I need to be pointed in the right direction. In a program that I'm writing I need to draw an arrow. I have a line that can be any random angle. What formula can I use to draw two other lines that begin at an X2,Y2 point and are slanted at a 45 degree angle for instance. The endpoints of the lines that make up the arrow does not matter.
For example:
X1=0
Y1=0
X2=10
Y2=10
How can I plot an arrow off of theese points using a formula?
OK, when drawing lines it is always a good idea to look at the angle formed between the line and the x-axis.
this way, if you want a line at T degrees, length L from the x-axis starting at X1,Y1, the line is:
(X1,Y1)->(X1+R*cos(T), Y1+R*sin(T))
Then, as you are now wanting two lines 45 degrees off the endpoint, the new lines are at 45+T and 135+T degrees from the X-Axis (or pi/4 +T and 3Pi/4 +T radians)
You can use the same formula then to draw the new lines, with starting point X2=X1+R*cos(T) and Y2=Y1+R*sin(T)
Finally, i'm not too sure about what happens with angles with the same tan value (like, 30 and 210 degrees) whether this works fine, or whether some if-statements must be added to see if the angle is < or >=180 degrees.
alpha is 45 deg. in your case, but I have written the general case.
theta is the angle between the (x1,y1) to (x2,y2) segment and the x axis. In the drawing it is > 180 deg. because the arrow is pointing downwards and to the left.
The coordinates you want to figure out are (x3,y3) and (x4,y4).
I have written a demo project where I have made a few changes to take user scales into account, otherwise if the vertical and horizontal scales are not the same your arrow could come out quite out of this world.
If you did then you could find the position by (this is for X):
(X - Xmin) / (Xmax - Xmin) = decimal percent. of placement inside pic
where Xmin <= X <= Xmax
then
Pic1.left + round( dec. percent * Pic1.Width) = X coordinate
This way, your graph is scalable.
NOTE: Please check to make sure I'm right. Also, sorry if I am reiterating anything here.
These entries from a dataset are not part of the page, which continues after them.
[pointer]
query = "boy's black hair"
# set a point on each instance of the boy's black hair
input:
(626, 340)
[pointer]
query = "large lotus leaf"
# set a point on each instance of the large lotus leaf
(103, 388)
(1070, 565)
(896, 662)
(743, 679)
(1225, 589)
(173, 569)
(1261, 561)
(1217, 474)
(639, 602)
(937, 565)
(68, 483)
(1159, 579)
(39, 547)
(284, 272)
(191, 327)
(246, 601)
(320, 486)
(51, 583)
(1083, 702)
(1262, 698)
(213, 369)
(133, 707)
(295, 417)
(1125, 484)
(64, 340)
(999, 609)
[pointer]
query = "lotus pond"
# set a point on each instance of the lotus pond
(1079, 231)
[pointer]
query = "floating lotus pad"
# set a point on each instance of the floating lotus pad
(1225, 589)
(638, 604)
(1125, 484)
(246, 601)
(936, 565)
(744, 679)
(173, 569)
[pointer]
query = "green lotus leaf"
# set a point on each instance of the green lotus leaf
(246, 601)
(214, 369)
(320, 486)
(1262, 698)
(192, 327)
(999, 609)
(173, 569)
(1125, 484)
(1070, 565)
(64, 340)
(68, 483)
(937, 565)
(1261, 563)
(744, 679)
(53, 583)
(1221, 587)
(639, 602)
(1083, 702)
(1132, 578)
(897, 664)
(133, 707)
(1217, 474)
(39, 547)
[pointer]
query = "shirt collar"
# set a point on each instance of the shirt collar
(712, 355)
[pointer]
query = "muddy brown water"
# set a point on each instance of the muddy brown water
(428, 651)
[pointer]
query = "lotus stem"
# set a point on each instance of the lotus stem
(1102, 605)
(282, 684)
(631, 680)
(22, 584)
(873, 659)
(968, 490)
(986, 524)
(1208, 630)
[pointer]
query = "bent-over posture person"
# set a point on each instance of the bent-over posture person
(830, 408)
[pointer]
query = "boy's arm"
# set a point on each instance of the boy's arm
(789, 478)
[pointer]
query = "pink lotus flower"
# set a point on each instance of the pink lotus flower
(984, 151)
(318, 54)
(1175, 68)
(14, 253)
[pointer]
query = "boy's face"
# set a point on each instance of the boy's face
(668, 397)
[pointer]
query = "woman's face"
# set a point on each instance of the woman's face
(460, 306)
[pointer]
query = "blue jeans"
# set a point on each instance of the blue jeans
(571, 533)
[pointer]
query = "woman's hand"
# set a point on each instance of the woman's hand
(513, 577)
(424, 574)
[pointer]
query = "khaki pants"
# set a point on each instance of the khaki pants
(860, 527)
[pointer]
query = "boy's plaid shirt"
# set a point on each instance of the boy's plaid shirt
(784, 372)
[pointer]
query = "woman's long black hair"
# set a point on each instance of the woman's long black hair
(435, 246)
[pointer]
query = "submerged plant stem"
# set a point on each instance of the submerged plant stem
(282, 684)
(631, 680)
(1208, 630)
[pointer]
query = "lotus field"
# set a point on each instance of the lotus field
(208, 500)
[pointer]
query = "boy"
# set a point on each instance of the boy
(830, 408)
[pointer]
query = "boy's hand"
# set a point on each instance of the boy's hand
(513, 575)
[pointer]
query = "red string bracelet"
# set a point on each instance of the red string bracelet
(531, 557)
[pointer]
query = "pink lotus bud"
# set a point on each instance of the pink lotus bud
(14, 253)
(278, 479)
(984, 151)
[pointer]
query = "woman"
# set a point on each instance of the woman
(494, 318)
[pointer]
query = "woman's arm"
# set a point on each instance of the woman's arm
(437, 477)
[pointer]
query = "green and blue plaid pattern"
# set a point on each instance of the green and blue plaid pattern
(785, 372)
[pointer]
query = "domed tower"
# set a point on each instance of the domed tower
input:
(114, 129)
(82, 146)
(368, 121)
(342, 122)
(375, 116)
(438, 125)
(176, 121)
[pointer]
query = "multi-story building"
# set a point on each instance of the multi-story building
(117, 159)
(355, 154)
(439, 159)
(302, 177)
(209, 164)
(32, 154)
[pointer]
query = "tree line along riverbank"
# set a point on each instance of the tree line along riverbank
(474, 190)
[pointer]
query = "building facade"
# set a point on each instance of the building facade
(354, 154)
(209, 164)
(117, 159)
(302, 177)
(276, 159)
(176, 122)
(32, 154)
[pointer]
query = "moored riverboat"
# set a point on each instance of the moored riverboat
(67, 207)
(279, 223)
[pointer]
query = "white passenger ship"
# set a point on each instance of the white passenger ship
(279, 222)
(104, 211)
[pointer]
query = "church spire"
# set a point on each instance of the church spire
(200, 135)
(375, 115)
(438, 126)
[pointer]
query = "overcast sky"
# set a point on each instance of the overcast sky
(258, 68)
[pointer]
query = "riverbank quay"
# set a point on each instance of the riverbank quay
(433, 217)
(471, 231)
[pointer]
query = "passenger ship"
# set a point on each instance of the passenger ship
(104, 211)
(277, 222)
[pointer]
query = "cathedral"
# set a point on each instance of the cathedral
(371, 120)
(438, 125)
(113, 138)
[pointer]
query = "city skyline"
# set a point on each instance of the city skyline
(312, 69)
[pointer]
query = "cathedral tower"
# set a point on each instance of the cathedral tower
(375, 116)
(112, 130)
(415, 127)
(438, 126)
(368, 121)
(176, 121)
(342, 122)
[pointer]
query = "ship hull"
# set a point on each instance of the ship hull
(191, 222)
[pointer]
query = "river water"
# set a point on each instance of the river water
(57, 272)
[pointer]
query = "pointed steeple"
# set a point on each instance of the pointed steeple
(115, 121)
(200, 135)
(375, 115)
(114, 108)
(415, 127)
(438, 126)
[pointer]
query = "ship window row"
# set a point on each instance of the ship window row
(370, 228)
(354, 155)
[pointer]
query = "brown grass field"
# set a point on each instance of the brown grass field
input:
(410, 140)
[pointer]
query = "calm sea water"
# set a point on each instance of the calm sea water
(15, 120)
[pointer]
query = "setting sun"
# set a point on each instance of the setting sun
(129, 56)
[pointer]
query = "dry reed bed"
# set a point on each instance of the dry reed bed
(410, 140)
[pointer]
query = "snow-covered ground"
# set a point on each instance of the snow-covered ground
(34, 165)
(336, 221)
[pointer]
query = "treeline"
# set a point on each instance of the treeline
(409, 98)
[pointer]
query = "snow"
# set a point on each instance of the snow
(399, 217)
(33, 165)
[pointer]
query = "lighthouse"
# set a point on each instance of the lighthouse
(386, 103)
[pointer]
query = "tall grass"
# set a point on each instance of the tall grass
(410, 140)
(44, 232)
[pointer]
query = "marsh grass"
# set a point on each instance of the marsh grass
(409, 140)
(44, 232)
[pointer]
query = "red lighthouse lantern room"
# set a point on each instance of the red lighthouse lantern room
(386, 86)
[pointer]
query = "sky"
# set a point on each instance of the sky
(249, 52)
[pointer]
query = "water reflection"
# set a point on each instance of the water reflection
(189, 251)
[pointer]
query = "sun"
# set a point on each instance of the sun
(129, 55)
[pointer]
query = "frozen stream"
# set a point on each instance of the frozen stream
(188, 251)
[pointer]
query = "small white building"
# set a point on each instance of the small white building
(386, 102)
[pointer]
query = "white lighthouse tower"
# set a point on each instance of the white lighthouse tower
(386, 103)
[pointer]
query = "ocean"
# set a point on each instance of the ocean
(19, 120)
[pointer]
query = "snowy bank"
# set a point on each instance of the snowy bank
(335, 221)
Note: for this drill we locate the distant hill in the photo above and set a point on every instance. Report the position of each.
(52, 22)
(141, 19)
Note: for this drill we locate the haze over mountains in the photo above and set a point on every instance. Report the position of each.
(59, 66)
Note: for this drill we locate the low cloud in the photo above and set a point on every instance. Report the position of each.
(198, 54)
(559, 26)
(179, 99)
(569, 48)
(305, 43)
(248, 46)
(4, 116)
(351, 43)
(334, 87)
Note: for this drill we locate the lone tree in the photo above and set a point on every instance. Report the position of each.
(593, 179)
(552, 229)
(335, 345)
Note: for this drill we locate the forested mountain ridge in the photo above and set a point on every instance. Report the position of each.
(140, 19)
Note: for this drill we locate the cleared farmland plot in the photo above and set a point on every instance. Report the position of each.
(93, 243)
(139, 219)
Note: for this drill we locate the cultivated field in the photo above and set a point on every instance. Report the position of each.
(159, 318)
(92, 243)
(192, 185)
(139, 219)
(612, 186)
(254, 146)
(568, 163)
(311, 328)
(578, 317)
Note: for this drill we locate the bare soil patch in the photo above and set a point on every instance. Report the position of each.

I did not get a chance to look at the attachment.
"Can't" and "shouldn't" are two totally separate things.
All questions should be answered. All answers should be true. That is why I post.
Originally posted by Darkwraith Couldn't you have an X and Y range?
If you did then you could find the position by (this is for X):
(X - Xmin) / (Xmax - Xmin) = decimal percent. of placement inside pic
where Xmin <= X <= Xmax
then
Pic1.left + round( dec. percent * Pic1.Width) = X coordinate
This way, your graph is scalable.
NOTE: Please check to make sure I'm right. Also, sorry if I am reiterating anything here. I did not get a chance to look at the attachment.
At first glance I'd say this is more or less what I do. See the attachment and take a look at the code.